9. Patient has a known history of human immunodeficiency virus (HIV; HIV ½
antibodies).

10. Patient has known active hepatitis B (eg, hepatitis B surface antigen reactive)
or hepatitis C (eg, hepatitis C virus ribonucleic acid [qualitative] is
detected).

11. Patient has an active autoimmune disease that has required systemic treatment in
the past 2 years. Replacement therapy is not considered a form of systemic
therapy (eg, thyroid hormone or insulin).

12. Patient has a diagnosis of immunodeficiency or is receiving systemic steroid
therapy or any other form of systemic immunosuppressive therapy within 7 days
prior to the first dose of study treatment.

13. Patient has not recovered (ie, to Grade ≤ 1 or to baseline) from cytotoxic
therapy-induced adverse events (AEs).

Note: Patients with Grade ≤ 2 neuropathy, Grade ≤ 2 alopecia, or Grade ≤ 2
fatigue are an exception to this criterion and may qualify for the study.

14. Patient has not recovered adequately from AEs or complications from any major
surgery prior to starting therapy.

15. Patient has a known hypersensitivity to carboplatin, paclitaxel, or dostarlimab
components or excipients.

16. Patient is currently participating and receiving study treatment or has
participated in a study of an investigational agent and received study treatment
or used an investigational device within 4 weeks of the first dose of treatment.

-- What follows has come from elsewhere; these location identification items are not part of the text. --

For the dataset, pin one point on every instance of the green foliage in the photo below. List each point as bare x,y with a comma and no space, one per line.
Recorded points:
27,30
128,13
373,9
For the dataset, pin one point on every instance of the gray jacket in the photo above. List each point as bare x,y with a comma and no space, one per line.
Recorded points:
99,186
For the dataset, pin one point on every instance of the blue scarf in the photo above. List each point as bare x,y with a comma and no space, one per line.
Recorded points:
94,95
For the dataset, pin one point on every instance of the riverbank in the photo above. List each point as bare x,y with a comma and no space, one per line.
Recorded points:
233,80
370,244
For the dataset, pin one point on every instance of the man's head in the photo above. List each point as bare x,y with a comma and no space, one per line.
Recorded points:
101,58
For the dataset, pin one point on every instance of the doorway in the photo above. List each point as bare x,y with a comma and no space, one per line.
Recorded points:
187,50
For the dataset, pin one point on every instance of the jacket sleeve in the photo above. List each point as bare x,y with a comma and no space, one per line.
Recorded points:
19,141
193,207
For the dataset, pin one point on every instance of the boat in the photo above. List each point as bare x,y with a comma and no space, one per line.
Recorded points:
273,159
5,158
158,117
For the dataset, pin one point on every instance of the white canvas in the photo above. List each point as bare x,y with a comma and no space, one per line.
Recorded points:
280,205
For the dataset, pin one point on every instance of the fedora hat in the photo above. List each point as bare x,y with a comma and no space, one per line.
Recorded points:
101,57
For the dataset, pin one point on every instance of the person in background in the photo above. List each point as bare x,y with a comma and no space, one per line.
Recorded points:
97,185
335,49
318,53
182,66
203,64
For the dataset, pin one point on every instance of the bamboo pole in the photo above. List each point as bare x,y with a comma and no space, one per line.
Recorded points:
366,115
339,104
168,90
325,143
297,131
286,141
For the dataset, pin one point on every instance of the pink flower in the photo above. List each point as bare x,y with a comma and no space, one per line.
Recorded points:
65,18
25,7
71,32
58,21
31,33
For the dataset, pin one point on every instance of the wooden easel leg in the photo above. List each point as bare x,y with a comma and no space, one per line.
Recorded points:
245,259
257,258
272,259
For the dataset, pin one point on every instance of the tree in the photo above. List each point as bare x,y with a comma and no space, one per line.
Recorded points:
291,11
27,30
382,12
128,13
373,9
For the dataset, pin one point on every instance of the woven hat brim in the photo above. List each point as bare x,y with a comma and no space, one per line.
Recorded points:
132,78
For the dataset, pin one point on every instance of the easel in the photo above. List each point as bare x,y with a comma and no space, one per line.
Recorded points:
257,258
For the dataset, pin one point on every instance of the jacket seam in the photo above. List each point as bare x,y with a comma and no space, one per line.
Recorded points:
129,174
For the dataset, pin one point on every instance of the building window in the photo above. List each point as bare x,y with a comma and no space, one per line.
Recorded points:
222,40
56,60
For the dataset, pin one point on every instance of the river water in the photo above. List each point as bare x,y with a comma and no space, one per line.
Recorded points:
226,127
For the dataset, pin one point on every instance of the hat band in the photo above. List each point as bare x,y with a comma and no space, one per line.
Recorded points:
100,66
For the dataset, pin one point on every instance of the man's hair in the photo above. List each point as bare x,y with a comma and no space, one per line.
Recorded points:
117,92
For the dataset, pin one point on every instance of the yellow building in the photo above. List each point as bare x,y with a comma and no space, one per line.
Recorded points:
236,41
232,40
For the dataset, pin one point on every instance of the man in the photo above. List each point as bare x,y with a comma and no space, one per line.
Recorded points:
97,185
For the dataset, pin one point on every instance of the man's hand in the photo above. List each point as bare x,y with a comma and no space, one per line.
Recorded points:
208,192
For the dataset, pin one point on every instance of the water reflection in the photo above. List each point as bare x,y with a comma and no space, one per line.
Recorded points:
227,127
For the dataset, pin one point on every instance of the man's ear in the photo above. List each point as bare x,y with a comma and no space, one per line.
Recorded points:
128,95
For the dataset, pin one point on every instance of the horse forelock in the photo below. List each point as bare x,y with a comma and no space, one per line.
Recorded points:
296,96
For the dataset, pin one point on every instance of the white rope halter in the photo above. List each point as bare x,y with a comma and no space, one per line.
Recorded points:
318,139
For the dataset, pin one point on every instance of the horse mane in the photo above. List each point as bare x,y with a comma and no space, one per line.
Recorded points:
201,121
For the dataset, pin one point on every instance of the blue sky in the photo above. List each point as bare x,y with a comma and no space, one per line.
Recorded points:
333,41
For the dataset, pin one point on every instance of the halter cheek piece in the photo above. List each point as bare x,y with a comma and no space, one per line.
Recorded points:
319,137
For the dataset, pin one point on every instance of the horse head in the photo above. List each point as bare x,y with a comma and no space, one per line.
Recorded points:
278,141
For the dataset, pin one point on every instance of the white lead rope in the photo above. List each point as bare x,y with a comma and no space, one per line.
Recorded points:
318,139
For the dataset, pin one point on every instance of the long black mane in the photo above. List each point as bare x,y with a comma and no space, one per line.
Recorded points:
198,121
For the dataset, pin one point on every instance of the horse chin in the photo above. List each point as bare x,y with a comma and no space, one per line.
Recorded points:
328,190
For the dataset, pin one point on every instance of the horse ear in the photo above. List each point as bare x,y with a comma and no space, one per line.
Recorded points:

17. Patient is considered a poor medical risk due to a serious, uncontrolled medical
disorder, non-malignant systemic disease, or active infection requiring systemic
therapy. Specific examples include, but are not limited to, active,
non-infectious pneumonitis; uncontrolled ventricular arrhythmia; recent (within
90 days) myocardial infarction; uncontrolled major seizure disorder; unstable
spinal cord compression; superior vena cava syndrome; or any psychiatric or
substance abuse disorders that would interfere with cooperation with the
requirements of the study (including obtaining informed consent).

18. Use of any of the following immunomodulatory agents within 30 days prior to the
first dose of study drug:

- Systemic corticosteroids (at dose higher than 10 mg/day equivalent
prednisone); if systemic corticoid use at higher dose, corticoid must be
stopped at least 7 days before study treatment start

- Interferons

- Interleukins

- Live vaccine Note: Examples of live vaccines include, but are not limited
to, the following: measles, mumps, rubella, varicella/zoster, yellow fever,
rabies, BCG, and typhoid vaccine. Seasonal influenza vaccines for injection
are generally killed virus vaccines and are allowed as other killed
vaccines, if done at least 2 weeks prior the first dose of study drug;
however, intranasal influenza vaccines (eg, FluMist®) are live attenuated
vaccines and are not allowed.

19. Patient is pregnant or breastfeeding or is expecting to conceive children within
the projected duration of the study, starting with the screening visit through
180 days after the last dose of study treatment, or lactating woman.